Truman Capote (Tom Hollander) exultant de joie au succès de son bal masqué (1)

Autant le combat entre ces deux grandes fauves était impressionnant de pugnacité, autant la seconde saison joue dans le registre de l’insidieux et génère chez le spectateur un inconfort dans lequel, étrangement, il se complait.

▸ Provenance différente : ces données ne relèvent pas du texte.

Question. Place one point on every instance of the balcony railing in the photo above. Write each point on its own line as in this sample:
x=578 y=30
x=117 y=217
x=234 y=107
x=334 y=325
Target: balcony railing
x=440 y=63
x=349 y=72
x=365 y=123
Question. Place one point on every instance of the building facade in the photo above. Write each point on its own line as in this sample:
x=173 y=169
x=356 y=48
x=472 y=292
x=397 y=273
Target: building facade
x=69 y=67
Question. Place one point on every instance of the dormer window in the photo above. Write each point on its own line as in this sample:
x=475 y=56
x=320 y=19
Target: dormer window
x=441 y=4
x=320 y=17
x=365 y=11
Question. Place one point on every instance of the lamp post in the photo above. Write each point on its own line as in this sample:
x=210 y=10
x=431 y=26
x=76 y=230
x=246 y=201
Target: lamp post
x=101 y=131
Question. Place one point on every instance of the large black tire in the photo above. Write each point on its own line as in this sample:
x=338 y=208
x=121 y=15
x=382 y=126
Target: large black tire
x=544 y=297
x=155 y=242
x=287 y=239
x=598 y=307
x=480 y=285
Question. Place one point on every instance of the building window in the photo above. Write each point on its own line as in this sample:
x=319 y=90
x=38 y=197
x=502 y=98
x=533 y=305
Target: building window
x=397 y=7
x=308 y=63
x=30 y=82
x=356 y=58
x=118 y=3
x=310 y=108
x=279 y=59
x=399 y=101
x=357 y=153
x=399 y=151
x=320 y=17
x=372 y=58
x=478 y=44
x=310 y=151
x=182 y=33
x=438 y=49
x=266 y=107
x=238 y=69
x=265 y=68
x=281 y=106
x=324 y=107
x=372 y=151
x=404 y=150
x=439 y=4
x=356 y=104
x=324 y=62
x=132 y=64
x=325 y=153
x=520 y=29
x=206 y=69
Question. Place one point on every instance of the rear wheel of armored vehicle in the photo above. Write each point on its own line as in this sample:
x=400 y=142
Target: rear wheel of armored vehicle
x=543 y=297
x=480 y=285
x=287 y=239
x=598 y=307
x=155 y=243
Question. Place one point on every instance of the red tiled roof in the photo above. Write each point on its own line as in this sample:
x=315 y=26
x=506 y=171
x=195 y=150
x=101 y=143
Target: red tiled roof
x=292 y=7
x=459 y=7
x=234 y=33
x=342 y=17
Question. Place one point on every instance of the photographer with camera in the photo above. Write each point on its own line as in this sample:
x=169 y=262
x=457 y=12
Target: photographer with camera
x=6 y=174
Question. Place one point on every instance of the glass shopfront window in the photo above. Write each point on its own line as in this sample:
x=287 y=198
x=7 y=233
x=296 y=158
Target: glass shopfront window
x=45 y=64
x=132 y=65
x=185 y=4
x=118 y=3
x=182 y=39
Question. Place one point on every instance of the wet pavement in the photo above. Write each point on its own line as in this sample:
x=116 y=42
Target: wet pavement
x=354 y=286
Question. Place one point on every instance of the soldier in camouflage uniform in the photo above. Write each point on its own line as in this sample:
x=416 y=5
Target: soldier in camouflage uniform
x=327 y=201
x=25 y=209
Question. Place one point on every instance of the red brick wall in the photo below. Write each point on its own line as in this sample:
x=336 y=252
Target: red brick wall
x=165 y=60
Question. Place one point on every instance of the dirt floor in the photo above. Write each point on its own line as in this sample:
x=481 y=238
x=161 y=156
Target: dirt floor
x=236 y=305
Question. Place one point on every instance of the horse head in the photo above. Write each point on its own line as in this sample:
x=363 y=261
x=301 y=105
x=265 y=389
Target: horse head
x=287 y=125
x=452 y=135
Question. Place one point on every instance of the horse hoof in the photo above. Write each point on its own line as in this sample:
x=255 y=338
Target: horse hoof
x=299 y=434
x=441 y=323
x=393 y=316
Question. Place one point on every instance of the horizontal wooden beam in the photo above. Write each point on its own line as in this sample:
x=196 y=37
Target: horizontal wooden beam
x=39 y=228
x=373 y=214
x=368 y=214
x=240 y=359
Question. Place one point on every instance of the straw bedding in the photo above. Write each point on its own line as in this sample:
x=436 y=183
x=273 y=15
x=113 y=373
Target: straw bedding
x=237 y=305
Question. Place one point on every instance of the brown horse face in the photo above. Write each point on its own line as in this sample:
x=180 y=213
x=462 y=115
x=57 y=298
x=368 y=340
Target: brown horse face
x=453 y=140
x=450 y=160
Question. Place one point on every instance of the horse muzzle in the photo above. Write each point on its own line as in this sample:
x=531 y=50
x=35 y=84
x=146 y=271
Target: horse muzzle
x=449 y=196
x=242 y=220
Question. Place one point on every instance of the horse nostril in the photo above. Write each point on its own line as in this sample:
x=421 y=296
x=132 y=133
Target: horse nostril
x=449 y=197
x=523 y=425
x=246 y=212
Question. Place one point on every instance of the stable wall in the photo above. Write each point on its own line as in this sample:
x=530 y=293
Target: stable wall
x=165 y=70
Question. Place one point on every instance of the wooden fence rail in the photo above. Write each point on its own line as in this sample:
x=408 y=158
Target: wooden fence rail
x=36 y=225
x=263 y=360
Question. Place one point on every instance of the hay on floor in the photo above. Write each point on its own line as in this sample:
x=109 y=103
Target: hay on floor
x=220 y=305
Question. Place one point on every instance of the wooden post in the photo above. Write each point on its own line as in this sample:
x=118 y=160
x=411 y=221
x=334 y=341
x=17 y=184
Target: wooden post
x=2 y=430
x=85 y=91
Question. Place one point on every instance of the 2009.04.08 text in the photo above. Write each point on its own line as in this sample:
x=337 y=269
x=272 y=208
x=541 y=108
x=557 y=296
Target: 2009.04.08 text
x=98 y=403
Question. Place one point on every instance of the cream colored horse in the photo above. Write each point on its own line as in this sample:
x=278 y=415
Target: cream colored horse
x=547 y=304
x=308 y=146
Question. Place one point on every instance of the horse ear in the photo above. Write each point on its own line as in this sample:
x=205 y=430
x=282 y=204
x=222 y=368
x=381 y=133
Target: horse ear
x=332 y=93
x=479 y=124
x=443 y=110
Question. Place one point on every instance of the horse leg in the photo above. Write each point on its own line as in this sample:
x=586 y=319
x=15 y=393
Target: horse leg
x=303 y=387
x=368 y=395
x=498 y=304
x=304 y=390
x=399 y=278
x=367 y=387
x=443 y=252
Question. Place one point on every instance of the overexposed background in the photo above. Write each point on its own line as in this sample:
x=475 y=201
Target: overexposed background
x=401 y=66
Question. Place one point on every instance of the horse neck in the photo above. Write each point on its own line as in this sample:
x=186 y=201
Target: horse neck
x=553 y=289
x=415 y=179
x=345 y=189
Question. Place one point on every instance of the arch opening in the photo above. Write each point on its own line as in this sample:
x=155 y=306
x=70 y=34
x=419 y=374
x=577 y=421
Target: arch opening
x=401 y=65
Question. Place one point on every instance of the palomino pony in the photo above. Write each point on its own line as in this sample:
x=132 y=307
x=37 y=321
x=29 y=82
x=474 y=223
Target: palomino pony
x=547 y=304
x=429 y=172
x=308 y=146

La rivalité s’exerce cette fois entre l’écrivain Truman Capote et celles qu’il appelle ses Cygnes, un quatuor de membres éminentes de la Café Society de New York, femmes élégantes et riches dont la vie se dissipe mondanités. Leurs noms ? Babe Paley (Naomi Watts), icône de la mode et femme du fondateur de la chaîne de télévision CBS, C. Z. Guest (Chloë Sevigny), journaliste, styliste, amie de quantité d’artistes et écrivains célèbres, Lee Radziwill (Calista Flockhart), sœur cadette de Jackie Kennedy et enfin Slim Keith (Diane Lane), autre icône de la mode, femme de deux producteurs de cinéma puis d’un baron anglais.

(faire défiler)

Le quartier général des Cygnes est La Cote Basque, un restaurant français chic de l’Upper East Side fréquenté par Onassis, Jackie Kennedy, Frank Sinatra, Marella Agnelli ou Wallis Simpson, la Duchesse de Windsor. C’est là aussi que les retrouve Truman Capote, avec lequel chacune d’entre elles entretient une amitié intime. Babe Paley, surtout.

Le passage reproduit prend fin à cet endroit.